Bob, that is so cool and so swift, writing that down, much better than my horrifically manual procedure!

Fantastic as always!

If anyone cares I had a guy here who is expert at shell scripting come up with the perfect working solution.  You want to get all the domains you've ever sent email to instead of received from because received from will be a lot of mailing list and marketing crap.

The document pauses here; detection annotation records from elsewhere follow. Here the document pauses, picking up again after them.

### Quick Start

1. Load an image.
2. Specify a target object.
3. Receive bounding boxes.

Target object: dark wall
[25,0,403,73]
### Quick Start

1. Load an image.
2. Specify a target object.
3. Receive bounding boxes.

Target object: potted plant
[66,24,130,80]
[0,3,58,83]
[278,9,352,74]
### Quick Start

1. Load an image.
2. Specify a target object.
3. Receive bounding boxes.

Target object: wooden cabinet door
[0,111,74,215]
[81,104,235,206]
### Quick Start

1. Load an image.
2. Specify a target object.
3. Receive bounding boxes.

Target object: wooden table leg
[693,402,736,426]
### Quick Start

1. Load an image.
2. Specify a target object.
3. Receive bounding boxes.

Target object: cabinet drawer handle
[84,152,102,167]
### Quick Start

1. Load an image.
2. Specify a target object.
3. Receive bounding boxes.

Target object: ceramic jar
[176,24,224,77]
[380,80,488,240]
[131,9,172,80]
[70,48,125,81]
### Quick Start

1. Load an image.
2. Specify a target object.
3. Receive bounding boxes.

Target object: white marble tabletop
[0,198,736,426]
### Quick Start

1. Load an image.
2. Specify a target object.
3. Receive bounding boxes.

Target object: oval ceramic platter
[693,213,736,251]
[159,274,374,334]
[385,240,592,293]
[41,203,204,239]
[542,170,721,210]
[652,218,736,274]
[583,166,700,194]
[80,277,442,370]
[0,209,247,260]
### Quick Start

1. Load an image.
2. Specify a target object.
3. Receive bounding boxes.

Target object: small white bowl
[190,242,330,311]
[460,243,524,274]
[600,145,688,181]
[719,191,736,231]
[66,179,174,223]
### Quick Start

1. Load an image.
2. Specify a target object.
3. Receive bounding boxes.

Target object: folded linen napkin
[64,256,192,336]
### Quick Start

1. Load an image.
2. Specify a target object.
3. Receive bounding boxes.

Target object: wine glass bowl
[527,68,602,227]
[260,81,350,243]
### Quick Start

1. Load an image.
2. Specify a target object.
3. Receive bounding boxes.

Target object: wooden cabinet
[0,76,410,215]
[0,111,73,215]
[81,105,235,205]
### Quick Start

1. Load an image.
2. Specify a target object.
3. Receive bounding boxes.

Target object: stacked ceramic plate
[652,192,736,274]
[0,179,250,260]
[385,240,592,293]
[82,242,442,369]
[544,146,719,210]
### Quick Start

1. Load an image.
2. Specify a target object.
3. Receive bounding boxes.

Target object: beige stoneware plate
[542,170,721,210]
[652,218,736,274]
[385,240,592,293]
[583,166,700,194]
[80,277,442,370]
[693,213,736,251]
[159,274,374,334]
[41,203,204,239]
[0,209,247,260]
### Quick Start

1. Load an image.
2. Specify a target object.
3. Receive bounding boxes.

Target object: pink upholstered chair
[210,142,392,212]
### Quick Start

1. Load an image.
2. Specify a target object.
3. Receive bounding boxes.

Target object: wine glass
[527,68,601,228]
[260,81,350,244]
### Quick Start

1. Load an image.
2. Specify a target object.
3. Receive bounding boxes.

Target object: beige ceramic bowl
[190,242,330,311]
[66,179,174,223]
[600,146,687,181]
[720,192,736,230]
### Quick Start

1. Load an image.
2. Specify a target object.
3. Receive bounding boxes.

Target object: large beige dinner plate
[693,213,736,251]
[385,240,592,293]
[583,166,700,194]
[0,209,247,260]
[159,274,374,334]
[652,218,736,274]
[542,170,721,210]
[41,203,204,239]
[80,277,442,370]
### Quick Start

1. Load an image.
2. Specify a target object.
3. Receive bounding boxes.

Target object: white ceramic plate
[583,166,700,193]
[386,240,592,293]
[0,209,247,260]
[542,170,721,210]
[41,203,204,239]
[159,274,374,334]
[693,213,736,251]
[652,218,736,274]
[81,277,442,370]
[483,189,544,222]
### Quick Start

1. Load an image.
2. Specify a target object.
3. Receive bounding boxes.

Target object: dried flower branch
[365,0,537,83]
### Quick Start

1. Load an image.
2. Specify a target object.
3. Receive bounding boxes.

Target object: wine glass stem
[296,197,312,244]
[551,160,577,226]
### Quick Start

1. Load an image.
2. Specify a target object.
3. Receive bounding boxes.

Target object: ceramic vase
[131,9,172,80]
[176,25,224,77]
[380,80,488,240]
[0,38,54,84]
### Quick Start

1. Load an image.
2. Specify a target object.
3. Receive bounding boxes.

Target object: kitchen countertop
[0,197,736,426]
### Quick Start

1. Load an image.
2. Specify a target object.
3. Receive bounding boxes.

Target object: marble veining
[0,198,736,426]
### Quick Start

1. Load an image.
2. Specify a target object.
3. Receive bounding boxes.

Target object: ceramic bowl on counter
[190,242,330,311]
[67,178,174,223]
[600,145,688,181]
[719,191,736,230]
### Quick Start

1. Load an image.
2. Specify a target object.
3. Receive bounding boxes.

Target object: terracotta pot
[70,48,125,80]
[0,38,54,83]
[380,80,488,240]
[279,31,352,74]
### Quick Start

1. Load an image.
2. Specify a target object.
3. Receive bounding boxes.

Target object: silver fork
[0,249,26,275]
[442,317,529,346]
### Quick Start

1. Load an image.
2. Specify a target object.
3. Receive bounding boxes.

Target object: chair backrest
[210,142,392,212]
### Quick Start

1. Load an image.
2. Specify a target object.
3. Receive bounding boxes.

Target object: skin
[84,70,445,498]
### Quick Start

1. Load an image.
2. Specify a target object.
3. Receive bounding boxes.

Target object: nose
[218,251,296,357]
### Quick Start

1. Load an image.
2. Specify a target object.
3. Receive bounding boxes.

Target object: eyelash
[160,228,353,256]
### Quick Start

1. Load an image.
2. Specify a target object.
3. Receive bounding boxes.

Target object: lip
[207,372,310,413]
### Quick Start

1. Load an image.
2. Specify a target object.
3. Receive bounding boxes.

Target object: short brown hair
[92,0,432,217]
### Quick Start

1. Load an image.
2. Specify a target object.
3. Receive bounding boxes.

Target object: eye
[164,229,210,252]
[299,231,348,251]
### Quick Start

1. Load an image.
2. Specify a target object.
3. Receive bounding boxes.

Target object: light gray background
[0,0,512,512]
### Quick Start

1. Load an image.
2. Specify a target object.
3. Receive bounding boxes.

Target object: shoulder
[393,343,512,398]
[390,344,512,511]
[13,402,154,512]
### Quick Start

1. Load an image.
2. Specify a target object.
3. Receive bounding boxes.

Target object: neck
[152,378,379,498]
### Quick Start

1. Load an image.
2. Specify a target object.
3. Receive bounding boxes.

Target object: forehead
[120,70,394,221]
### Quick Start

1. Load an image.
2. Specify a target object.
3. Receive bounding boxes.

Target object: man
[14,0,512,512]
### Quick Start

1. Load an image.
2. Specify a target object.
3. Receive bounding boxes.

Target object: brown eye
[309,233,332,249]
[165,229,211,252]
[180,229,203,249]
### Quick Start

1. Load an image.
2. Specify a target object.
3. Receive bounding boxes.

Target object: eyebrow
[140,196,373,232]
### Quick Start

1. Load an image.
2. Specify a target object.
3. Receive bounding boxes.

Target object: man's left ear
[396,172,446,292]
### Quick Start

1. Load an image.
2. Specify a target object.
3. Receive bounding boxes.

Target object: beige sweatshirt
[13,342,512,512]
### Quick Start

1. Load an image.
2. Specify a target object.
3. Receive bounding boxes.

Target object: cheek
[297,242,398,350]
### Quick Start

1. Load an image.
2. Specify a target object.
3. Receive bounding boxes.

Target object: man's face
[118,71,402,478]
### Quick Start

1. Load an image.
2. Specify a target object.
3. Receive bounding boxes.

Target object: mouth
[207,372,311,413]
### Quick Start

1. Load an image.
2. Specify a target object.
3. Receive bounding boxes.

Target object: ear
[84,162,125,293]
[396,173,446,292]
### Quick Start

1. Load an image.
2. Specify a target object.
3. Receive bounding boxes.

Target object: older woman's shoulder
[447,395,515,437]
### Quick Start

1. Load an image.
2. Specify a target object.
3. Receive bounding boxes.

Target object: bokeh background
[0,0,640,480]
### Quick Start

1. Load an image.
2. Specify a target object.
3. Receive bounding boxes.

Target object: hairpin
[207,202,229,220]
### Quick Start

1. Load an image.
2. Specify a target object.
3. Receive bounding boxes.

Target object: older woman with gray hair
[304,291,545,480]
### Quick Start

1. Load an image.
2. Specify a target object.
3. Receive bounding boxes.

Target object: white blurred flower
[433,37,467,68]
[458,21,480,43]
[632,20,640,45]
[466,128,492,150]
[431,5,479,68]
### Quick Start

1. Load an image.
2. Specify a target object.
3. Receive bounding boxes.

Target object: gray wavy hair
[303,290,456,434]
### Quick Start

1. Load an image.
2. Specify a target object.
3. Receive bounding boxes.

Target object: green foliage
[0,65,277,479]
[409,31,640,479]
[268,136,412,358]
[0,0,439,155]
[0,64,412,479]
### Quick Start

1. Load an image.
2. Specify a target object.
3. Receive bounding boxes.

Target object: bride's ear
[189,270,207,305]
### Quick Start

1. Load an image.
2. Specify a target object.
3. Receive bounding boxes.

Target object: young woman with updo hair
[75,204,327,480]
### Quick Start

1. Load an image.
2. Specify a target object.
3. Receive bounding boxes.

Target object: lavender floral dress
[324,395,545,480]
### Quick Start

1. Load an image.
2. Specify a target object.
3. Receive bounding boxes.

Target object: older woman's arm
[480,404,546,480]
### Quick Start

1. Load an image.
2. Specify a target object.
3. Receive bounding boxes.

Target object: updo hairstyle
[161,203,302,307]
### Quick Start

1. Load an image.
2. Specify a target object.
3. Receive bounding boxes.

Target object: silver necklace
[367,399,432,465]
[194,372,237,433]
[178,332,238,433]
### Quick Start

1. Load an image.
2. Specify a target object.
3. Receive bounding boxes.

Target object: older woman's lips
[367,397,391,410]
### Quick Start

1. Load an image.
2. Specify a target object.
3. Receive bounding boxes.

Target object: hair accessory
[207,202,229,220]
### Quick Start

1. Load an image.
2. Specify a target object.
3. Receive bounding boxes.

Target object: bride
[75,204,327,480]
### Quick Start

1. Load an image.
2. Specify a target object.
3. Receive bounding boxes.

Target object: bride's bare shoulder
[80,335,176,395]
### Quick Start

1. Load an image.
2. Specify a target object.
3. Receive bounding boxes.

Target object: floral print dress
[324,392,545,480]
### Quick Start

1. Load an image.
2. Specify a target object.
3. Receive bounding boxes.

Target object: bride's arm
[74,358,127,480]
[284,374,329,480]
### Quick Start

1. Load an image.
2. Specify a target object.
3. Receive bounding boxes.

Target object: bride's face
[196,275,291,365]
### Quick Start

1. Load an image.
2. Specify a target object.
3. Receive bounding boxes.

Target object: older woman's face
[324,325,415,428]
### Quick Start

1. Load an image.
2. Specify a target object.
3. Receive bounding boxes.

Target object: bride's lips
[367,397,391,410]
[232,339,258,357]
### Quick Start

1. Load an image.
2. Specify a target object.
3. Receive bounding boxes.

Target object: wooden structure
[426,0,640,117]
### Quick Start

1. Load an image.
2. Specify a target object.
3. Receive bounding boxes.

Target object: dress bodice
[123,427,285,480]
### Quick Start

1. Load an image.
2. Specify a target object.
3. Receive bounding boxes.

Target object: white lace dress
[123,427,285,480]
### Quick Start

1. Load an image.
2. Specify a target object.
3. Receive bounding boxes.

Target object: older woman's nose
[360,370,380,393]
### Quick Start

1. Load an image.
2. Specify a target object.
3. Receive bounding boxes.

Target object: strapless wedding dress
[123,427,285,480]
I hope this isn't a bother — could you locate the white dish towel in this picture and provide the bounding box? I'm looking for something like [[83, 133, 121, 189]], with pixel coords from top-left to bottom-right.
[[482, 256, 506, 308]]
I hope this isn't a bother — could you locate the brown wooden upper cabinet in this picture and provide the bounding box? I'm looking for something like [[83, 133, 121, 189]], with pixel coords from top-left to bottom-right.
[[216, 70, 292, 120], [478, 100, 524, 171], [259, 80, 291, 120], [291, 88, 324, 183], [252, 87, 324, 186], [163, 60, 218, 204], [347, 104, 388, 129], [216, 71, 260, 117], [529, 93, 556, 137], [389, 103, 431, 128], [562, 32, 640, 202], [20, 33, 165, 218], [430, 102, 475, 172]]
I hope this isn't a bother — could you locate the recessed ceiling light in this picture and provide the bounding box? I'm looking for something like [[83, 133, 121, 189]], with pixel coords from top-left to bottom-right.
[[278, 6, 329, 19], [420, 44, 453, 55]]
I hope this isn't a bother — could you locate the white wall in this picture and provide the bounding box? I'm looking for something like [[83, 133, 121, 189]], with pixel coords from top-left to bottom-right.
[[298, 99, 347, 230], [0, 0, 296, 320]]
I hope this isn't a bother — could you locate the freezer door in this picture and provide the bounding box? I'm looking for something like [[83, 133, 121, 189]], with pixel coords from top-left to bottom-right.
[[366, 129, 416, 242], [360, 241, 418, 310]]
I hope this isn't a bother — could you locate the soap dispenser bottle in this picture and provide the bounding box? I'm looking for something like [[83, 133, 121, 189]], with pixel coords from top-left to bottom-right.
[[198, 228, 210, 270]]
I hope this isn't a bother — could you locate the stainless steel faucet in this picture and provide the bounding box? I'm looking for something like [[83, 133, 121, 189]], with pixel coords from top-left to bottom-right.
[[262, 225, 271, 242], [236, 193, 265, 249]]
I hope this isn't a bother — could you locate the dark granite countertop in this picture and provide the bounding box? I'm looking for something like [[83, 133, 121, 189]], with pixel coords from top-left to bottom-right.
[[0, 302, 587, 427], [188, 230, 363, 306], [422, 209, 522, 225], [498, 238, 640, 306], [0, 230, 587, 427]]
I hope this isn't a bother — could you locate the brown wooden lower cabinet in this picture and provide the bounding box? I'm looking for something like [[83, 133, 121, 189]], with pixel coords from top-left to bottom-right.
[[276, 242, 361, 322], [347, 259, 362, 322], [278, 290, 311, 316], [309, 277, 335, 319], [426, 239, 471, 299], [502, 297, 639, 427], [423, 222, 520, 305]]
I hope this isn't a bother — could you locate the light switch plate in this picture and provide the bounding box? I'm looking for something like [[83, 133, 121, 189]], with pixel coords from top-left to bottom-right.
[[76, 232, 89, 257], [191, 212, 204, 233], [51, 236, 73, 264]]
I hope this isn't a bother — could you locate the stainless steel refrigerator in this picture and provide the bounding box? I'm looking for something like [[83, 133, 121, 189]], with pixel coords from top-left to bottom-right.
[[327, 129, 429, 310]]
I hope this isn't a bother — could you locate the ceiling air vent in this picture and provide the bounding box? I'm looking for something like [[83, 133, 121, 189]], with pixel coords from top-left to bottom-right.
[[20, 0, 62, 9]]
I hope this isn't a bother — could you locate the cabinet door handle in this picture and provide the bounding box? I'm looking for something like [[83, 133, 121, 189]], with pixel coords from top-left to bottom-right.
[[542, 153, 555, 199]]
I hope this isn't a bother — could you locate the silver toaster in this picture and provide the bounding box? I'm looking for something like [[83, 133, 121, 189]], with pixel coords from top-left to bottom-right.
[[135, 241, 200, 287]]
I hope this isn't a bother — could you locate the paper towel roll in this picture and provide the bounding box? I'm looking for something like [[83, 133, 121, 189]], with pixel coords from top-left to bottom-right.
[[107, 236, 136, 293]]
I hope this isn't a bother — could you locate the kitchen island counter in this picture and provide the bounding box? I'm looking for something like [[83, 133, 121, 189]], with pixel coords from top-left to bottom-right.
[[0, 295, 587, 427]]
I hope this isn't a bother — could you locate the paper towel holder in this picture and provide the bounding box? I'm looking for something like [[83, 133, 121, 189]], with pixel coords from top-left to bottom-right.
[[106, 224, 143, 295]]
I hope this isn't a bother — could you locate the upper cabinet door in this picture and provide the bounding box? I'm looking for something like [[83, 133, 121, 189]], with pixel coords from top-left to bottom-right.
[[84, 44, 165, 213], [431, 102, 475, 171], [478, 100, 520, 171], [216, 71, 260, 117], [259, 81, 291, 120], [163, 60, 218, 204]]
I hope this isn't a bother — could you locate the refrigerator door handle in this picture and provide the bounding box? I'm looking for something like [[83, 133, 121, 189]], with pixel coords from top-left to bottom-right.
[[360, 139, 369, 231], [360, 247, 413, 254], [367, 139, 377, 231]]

as root, create the file /root/build_whitelist.bash with these lines but replace @yourdomain.com in the 4 places:

rm -f /root/master_whitelist
rm -f /root/master_whitelist.csv

zgrep 'F=.*@yourdomain.com> R='  /var/log/smtp/20*/*/smtp-* |grep -oP 'R=.*@.*> Acc' |grep -oP '@.*' |sed s/\>\ Acc// |sort |uniq -c |sort -nr >> /root/master_whitelist

echo "subject:Master Whitelist" > master_whitelist.csv
echo "To:you@yourdomain.com,someone@yourdomain.com" >> master_whitelist.csv
cat /root/master_whitelist |awk '{printf "%s,*%s\n",$1,$2}' >> master_whitelist.csv


cat /root/master_whitelist.csv | sendmail -F "UTM - Whitelist" -f noreply@yourdomain.com -t

Now when you rush "bash build_whitelist.bash"  it will build a list of all the domains you have received email from, then count and sort the list so that each domain appears once with a count in front seperated by a comma with the *@domain.com so you can easily paste into excel to use for import into UTM once you have a quick once over.  You obviously will get thousands of lines, but you can ignore like everything with a count below like 20 or 50.  This script will email you the results so you dont have to scp or try to get the file yourself.

Sample output:

4952,*@us.ibm.com
3187,*@vnet.ibm.com
1852,*@customer1.org
1644,*@avnet.com
1223,*@lenovo.com
960,*@ingrammicro.com
849,*@brocade.com
604,*@customer2.org
545,*@gmail.com
517,*@customer3.com
512,*@customer4.com
450,*@customer5.com
442,*@customer6.com
411,*@customer7.com
351,*@customer8.com
324,*@customer9.com
276,*@customer10.com
269,*@aerohive.com
264,*@customer11.com
262,*@customer12.com
257,*@synnex.com
250,*@sbcglobal.net
246,*@nutanix.com
223,*@customer13.com
203,*@aol.com
193,*@customer14.com
190,*@customer15.com
186,*@yahoo.com
163,*@customer16.com
160,*@customer17.com
158,*@bluechasm.com
155,*@vmware.com
151,*@customer18.com
141,*@customer19.com
136,*@zerto.com
...
...

continued... goes on and on...

Now the whole reason I'm adding these to whitelist for just RBL is due to the ever increasing outsourcing of email to large hosting providers like messagelabs and mictrosoft office 365.  I'm getting an increasing amount of people come to me each day and say customers are telling me that some of their emails get rejected but most go through.  Well you ask them which domains and they say, well I've had 5 different companies tell me that.  Turns out these large hosting providers always seem to have a small few of their sever IPs on known blacklist like sorbs.net on any given day.  When the users sends email it goes out via one server ip in the pool and like 2% of the time it goes out one that's on a known blacklist.  Evidently these hosting providers aren't checking to see if their servers are blacklisted publicly and removed them from their outgoing pool.  They normally get the blacklist removed, but it seems to take hours, and by that time they have a couple other which have become blacklisted.  I don't know of any other solution to this issue.